Lifecode consiste en une longue description d’une variante, propre à l’auteur, de la théorie créationniste : il s'agit d'un modèle de développement qui va de la forme du torus (pensez à un beignet) jusqu’aux créatures vivantes actuelles, et son livre contient à titre de « démonstration » une série d’illustrations. Dans sa deuxième critique, publiée le 17 juillet, Myers y va d’une critique élaborée du modèle en question : « ceci n’est pas une théorie scientifique, et ce n’est même pas une énumération de preuves; c’est un mélange de gribouillages (...) Nous savons déjà que la segmentation (chez un être vivant) ne se forme pas en réponse aux distorsions dans un tube. A l’état primitif, c’est par une division séquentielle de nouveaux segments à partir d’une masse indifférenciée (...) Les gribouillages de ce livre n’ont absolument aucune ressemblance avec quoi que ce soit qui se produise chez de vrais êtres vivants ». Ce n’est que dans l’avant-dernier paragraphe de l’article précédent, le 12 juillet, qu’apparaissait l’adjectif « crackpottery ».

La blogosphère scientifique s’est emparée de l’histoire, et certains font visiblement de grands efforts pour être à leur tour poursuivis : « Un crackpot poursuit un renommé blogueur pour l’avoir traité de crackpot », titre par exemple William K. Wolfrum. « Un imbécile poursuit P. Z. Myers », ajoute l’éditrice et auteure Teresa Nielsen Hayden. Il y en a vraiment qui cherchent le trouble...

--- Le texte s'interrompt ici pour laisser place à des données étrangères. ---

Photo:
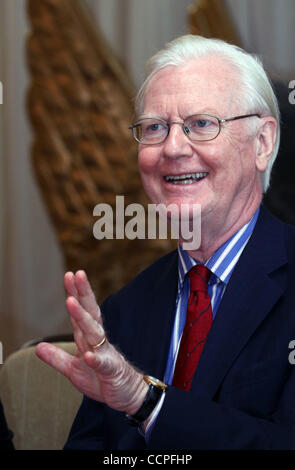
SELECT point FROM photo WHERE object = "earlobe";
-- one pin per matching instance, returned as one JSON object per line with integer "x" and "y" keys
{"x": 266, "y": 138}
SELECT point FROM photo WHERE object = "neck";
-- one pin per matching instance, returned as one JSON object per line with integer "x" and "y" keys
{"x": 215, "y": 234}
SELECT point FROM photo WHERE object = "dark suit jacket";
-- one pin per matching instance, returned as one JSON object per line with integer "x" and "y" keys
{"x": 243, "y": 393}
{"x": 5, "y": 434}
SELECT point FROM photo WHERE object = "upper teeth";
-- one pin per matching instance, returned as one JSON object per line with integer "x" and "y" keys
{"x": 186, "y": 176}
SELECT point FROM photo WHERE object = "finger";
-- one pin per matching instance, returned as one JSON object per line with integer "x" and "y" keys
{"x": 55, "y": 357}
{"x": 79, "y": 337}
{"x": 70, "y": 286}
{"x": 86, "y": 295}
{"x": 92, "y": 331}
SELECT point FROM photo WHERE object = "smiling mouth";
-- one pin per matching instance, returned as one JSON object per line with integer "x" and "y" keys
{"x": 187, "y": 178}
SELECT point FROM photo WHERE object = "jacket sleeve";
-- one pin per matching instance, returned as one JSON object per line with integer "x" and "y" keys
{"x": 190, "y": 421}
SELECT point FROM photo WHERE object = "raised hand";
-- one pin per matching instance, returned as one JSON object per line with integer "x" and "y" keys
{"x": 98, "y": 371}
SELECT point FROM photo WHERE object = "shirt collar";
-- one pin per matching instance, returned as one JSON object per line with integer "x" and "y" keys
{"x": 224, "y": 259}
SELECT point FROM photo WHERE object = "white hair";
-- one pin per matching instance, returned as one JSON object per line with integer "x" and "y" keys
{"x": 255, "y": 86}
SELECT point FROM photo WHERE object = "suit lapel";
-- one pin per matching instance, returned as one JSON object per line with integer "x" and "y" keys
{"x": 249, "y": 297}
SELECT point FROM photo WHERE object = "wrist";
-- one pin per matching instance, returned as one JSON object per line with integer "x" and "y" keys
{"x": 156, "y": 388}
{"x": 140, "y": 394}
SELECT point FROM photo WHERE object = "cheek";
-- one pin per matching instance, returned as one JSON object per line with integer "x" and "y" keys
{"x": 147, "y": 161}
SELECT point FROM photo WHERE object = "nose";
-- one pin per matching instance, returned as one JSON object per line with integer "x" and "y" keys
{"x": 177, "y": 144}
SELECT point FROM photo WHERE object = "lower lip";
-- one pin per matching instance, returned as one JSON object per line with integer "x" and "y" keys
{"x": 183, "y": 185}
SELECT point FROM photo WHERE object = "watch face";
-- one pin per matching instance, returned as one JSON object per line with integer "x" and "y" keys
{"x": 156, "y": 382}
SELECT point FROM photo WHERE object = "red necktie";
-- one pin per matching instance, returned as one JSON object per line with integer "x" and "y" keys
{"x": 197, "y": 327}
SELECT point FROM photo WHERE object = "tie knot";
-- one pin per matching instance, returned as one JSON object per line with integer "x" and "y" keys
{"x": 199, "y": 277}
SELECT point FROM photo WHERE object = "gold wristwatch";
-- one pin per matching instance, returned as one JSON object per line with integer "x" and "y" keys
{"x": 154, "y": 393}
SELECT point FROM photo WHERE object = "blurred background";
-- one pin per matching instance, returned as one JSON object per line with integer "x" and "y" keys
{"x": 70, "y": 70}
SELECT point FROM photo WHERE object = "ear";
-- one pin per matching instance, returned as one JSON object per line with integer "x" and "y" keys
{"x": 266, "y": 137}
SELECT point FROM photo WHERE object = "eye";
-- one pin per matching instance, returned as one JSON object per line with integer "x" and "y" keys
{"x": 200, "y": 123}
{"x": 154, "y": 127}
{"x": 150, "y": 127}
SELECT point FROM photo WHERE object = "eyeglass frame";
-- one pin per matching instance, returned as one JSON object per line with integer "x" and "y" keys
{"x": 220, "y": 121}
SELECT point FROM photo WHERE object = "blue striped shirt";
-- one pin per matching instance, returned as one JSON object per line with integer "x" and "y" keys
{"x": 221, "y": 265}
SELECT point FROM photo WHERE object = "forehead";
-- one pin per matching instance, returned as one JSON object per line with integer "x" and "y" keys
{"x": 206, "y": 84}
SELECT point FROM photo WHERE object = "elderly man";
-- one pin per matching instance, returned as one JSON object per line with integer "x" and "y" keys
{"x": 193, "y": 353}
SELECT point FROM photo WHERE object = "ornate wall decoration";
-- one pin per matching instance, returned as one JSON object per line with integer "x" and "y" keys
{"x": 211, "y": 18}
{"x": 80, "y": 106}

Toutefois, au-delà de l’anecdote, cette poursuite s’inscrit dans une tendance bien réelle, celle des SLAPP (Specific Lawsuits Against Public Participation). Le modèle-type étant un gros pollueur qui dépose une poursuite pour libel de plusieurs millions de dollars contre un groupe de citoyen ou un organisme environnemental désargenté. La compagnie a peu de chances de gagner, mais la lenteur des procédures judiciaires peut finir par obliger les vis-à-vis à cesser d’écrire contre la compagnie, en échange d’une entente hors cour. Le blogueur du Scientific American souligne dans cet esprit que Stuart Pivar n’est pas un simple auteur, c’est un riche homme d’affaires qui, depuis 1986, a déposé des poursuites à 25 reprises.

----- Ajout - 30 août 2007-----

Stuart Pivar a retiré sa plainte, a annoncé celui qu'il poursuivait, le blogueur P. Z. Myers, lui qui se tenait coi depuis le début. Les blogueurs qui avaient pris position pour lui en ressortent convaincus qu'ils ont eu un rôle déterminant, tandis que le blogue collectif The Daily Kos, dont la popularité est encore plus grande que celle de P. Z. Myers, tape à son tour sur l'infortuné M. Pivar...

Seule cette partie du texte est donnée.